Frieze London

5 - 8 October 2017 Art Fairs
Overview

Hales Gallery

Stand D1

Frieze London

Regent’s Park

London, NW1 4NR

 

VIP preview: 4 October 2017

Public days: 5 - 8 October 2017

 

Hales Gallery is proud to announce its participation in Frieze London 2017, with a group presentation of key works by four artists whose significant contributions to art history stretch from the 1960s to today: Frank Bowling, Stuart Brisley, Virginia Jaramillo and Carolee Schneemann. From painting to performance, a sustained engagement with social issues and a boundary-pushing approach to medium characterises the work of each of these artists, reflecting the long-standing focus of the gallery’s programme.

 

Frank Bowling’s spectacular sculptural relief Jetty (1983) represents a key moment in the legendary painter’s development.
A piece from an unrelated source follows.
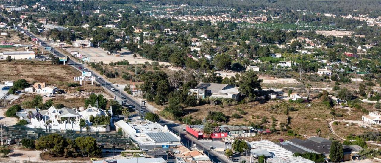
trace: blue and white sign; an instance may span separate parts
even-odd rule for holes
[[[82,76],[90,76],[91,75],[91,72],[86,72],[86,71],[83,71],[82,72]]]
Bowling’s sculptural reliefs, initially shown in the artist’s seminal 1986 exhibition at the Serpentine Gallery in London, received critical acclaim with Tate acquiring one of the works from the series a year after the exhibition. Spreadout Ron Kitaj, acquired in 1987, was the first paintings by a living black British artist to enter the museum’s collection. Bowling’s ‘middle period’ also comprises a key strand of Mappa Mundi, a major solo survey exhibition currently on view at Haus der Kunst, Munich. Works by the artist are also currently included in Tate Modern’s critically acclaimed exhibition Soul of a Nation: Art in the Age of Black Power.

 

Also featured in Tate’s Soul of a Nation, along with the Brooklyn Museum’s We Wanted a Revolution: Black Radical Women 1965–85, are works by Virginia Jaramillo, who uses abstraction as a vehicle to express materially our sensory perceptions of space and time. Immersed in New York’s dynamic art scene from the late 1960s, Jaramillo was involved in a number of important exhibitions and publications, including the 1972 Whitney Annual, the now-famous 1971 DeLuxe Show in Houston, and the legendary feminist journal Heresies (1979 and 1982). The confidence and creative energy of this period are channelled in the bold canvas of Green Space (1974), in its masterfully calibrated balance of freedom and structure, colour and form.

 

At the core of Stuart Brisley’s pioneering multi-media practice is an ongoing commitment to making work that questions social and political structures. Both Louise Bourgeois’ Leg (2002) and Royal Ordure (1996) belong to The Museum of Ordure, a fictional institution curated by Brisley’s alter-ego RY Sirb, developed over the past two decades as a sophisticated mode of institutional critique. The Collection of Ordure was originally debuted at the Freud Museum in London; over the course of his seven-decade career Brisley has participated international exhibitions from the 1977 edition of Documenta to Raven Row’s Gallery House retrospective in London this year, which featured a new live Brisley work. 

 

Carolee Schneemann’s 1980s Dust Painting series, from her project investigating Israel’s 1982 invasion of Lebanon, is a powerful exemplar of the artist’s inimitable ethics and aesthetics. Schneemann has unwaveringly borne witness to the realities of global conflict, whilst remaining committed to her identity as a painter exploring painting’s possibilities. In 2015, the Museum Der Moderne Salzburg held a major retrospective of Schneemann’s work, accompanied by a full-colour catalogue. The exhibition is currently on show at the Museum für Moderne Kunst Frankfurt am Main, Germany and will travel to MoMA PS1, New York, in late 2017.